Trapped in a psychiatric hospital, the MIB is abandoned by the facility’s staff as the world falls apart due to the System data leak. He’s left drugged and strapped to a chair, stuck in a hallucination of childhood memories and group therapy sessions where all the patients are himself. “Did your life just happen to you, or did you choose it?” asks Papa Delos as the MIB ponders whether he was born violent or did he make a conscious choice to hurt others. He reasons that his good deeds and philanthropy in the real world outweighs his less than savory actions within Westworld. But those hosts he tormented for years are now attempting to take over the world. And his obsession with “the game” led to him unintentionally killing his own daughter. Was that a choice?
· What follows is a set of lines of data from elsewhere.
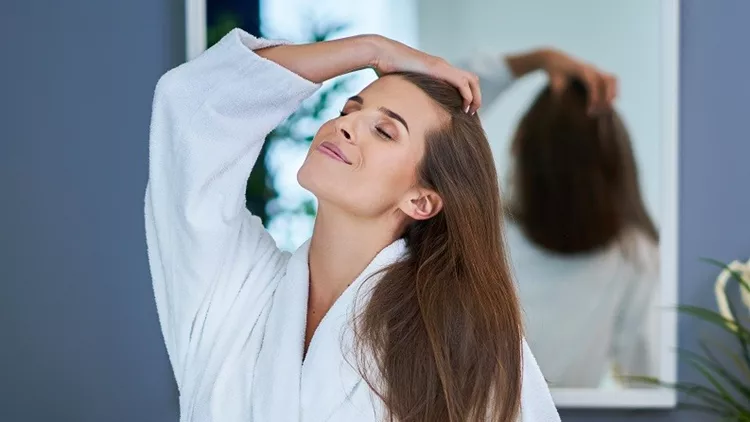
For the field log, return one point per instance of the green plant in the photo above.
(726, 371)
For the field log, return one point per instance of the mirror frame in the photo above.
(195, 44)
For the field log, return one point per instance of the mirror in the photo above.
(597, 299)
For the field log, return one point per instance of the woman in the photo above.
(583, 246)
(400, 307)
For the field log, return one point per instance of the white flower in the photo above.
(721, 291)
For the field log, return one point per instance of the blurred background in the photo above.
(79, 336)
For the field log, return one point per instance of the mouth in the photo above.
(333, 151)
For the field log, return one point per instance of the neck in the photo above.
(341, 248)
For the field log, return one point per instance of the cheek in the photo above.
(371, 189)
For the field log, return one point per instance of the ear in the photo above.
(422, 204)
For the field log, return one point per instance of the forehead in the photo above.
(406, 99)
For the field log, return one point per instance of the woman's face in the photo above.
(366, 161)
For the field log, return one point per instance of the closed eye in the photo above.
(384, 133)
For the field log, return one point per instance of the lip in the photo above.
(333, 151)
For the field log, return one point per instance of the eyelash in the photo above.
(380, 131)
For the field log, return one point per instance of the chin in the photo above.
(316, 180)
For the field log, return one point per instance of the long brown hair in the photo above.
(442, 327)
(575, 181)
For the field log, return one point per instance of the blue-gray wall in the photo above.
(79, 338)
(714, 171)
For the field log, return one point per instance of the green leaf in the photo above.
(711, 362)
(717, 319)
(716, 384)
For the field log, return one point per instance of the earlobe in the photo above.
(424, 205)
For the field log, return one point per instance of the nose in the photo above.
(346, 128)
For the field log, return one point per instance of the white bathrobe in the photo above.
(232, 306)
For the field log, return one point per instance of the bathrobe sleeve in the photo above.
(636, 332)
(210, 117)
(495, 77)
(536, 400)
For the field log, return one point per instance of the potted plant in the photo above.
(726, 370)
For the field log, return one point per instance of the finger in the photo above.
(476, 93)
(461, 82)
(612, 89)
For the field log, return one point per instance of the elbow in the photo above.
(166, 84)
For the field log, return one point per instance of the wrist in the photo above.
(369, 49)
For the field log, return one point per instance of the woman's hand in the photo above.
(601, 86)
(561, 67)
(392, 56)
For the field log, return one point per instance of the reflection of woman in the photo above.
(583, 246)
(408, 216)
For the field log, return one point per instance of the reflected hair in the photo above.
(440, 337)
(575, 179)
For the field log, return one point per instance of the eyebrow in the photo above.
(388, 112)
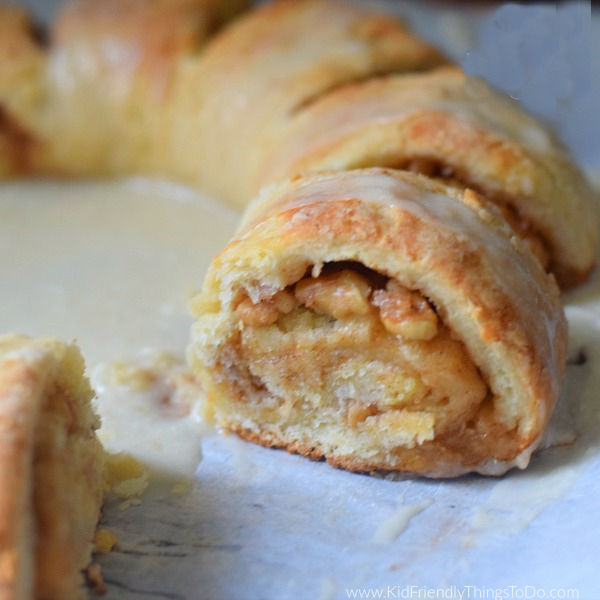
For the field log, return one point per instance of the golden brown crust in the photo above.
(18, 413)
(50, 470)
(294, 86)
(159, 103)
(487, 288)
(479, 138)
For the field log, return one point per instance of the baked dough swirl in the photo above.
(51, 470)
(374, 317)
(292, 87)
(381, 320)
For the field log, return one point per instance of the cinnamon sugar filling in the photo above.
(354, 351)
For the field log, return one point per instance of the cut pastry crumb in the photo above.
(95, 578)
(162, 375)
(104, 541)
(125, 476)
(358, 357)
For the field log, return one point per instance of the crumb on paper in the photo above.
(129, 503)
(392, 527)
(165, 378)
(104, 541)
(136, 378)
(125, 476)
(182, 487)
(95, 578)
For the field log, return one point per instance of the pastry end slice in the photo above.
(51, 470)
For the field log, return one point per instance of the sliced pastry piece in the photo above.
(445, 125)
(381, 320)
(51, 470)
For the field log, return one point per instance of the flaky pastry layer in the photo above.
(381, 320)
(51, 470)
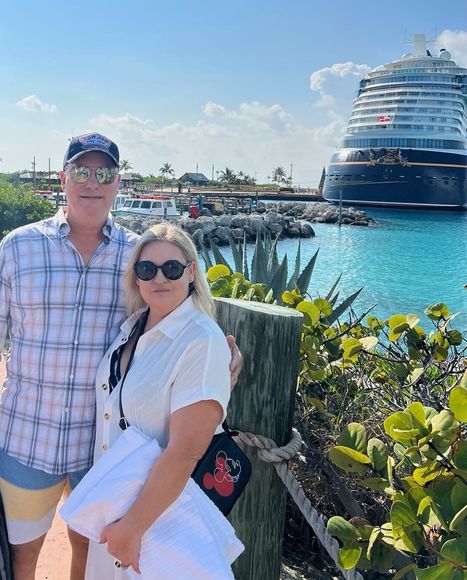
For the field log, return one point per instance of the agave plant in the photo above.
(269, 279)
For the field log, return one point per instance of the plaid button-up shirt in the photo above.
(61, 315)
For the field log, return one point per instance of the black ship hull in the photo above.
(410, 178)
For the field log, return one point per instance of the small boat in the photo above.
(148, 205)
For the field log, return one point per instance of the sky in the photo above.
(201, 84)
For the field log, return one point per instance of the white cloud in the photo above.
(253, 138)
(33, 104)
(337, 84)
(456, 42)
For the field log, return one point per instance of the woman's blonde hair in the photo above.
(167, 232)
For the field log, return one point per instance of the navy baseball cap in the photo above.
(91, 142)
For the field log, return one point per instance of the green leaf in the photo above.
(455, 550)
(351, 347)
(353, 435)
(349, 556)
(417, 412)
(460, 454)
(405, 526)
(378, 453)
(369, 342)
(324, 306)
(458, 518)
(454, 337)
(216, 272)
(428, 472)
(458, 403)
(221, 288)
(342, 529)
(348, 459)
(437, 311)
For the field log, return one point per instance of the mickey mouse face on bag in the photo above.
(226, 474)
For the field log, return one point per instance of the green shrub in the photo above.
(18, 207)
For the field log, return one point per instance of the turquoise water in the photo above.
(406, 261)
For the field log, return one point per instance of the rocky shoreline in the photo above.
(284, 219)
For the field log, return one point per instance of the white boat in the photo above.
(148, 205)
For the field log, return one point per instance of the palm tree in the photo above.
(278, 175)
(228, 176)
(166, 170)
(125, 166)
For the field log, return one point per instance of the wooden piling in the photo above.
(262, 403)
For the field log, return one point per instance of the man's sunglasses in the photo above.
(81, 173)
(147, 270)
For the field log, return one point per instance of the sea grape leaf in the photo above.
(216, 272)
(353, 435)
(349, 556)
(458, 403)
(378, 453)
(437, 311)
(460, 454)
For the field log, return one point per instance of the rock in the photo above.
(222, 234)
(275, 228)
(224, 220)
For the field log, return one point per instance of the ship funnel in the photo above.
(419, 45)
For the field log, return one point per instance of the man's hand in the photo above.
(236, 362)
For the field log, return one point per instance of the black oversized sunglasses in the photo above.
(147, 270)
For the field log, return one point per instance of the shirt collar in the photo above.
(171, 325)
(62, 227)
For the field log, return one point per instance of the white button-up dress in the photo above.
(180, 361)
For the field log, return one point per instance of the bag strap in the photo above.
(136, 332)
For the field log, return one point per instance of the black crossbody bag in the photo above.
(224, 470)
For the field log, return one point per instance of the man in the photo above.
(62, 300)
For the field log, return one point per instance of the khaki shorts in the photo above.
(30, 497)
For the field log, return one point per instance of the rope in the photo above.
(268, 451)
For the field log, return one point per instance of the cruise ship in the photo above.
(406, 141)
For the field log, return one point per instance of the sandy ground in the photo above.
(54, 561)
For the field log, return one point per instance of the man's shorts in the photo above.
(30, 497)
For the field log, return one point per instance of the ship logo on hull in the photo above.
(388, 157)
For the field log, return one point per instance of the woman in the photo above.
(174, 387)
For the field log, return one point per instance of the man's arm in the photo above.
(5, 292)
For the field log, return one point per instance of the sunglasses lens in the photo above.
(106, 174)
(145, 270)
(80, 174)
(173, 270)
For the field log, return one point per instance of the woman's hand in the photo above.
(123, 544)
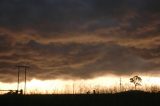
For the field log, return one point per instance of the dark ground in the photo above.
(130, 98)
“You’re a prisoner of your own sins,” remarks Papa Delos as the MIB attacks and murders the other versions of himself — certainly a unique form of therapy. The cathartic release that comes with this self-punishment is both freeing and enlightening. “I finally understand my purpose,” says the MIB. “I’m the good guy.” I’m not sure that’s the right takeaway, but when compared to many other characters on this show, he probably does fall on the side of light. But who does he see as the bad guy? Dolores? Is the MIB also about to join this war against his former love? The fact he’s rescued by Bernard (Jeffrey Wright) and Stubbs (Luke Hemsworth) at least suggests he’s about to be drawn into that narrative.
It’s unfortunate that the episode as a whole isn’t to the same standard of the Man In Black scenes. As is so often the case with this show, the episodes are let down by monotonous dialogue, dreary bad guys, and uninspiring end of the world plots. You really have to burrow beneath the banal to find the golden nuggets. But, if fate is set in stone, perhaps this was the show Westworld was always destined to be, and we simply don’t have a choice in the matter.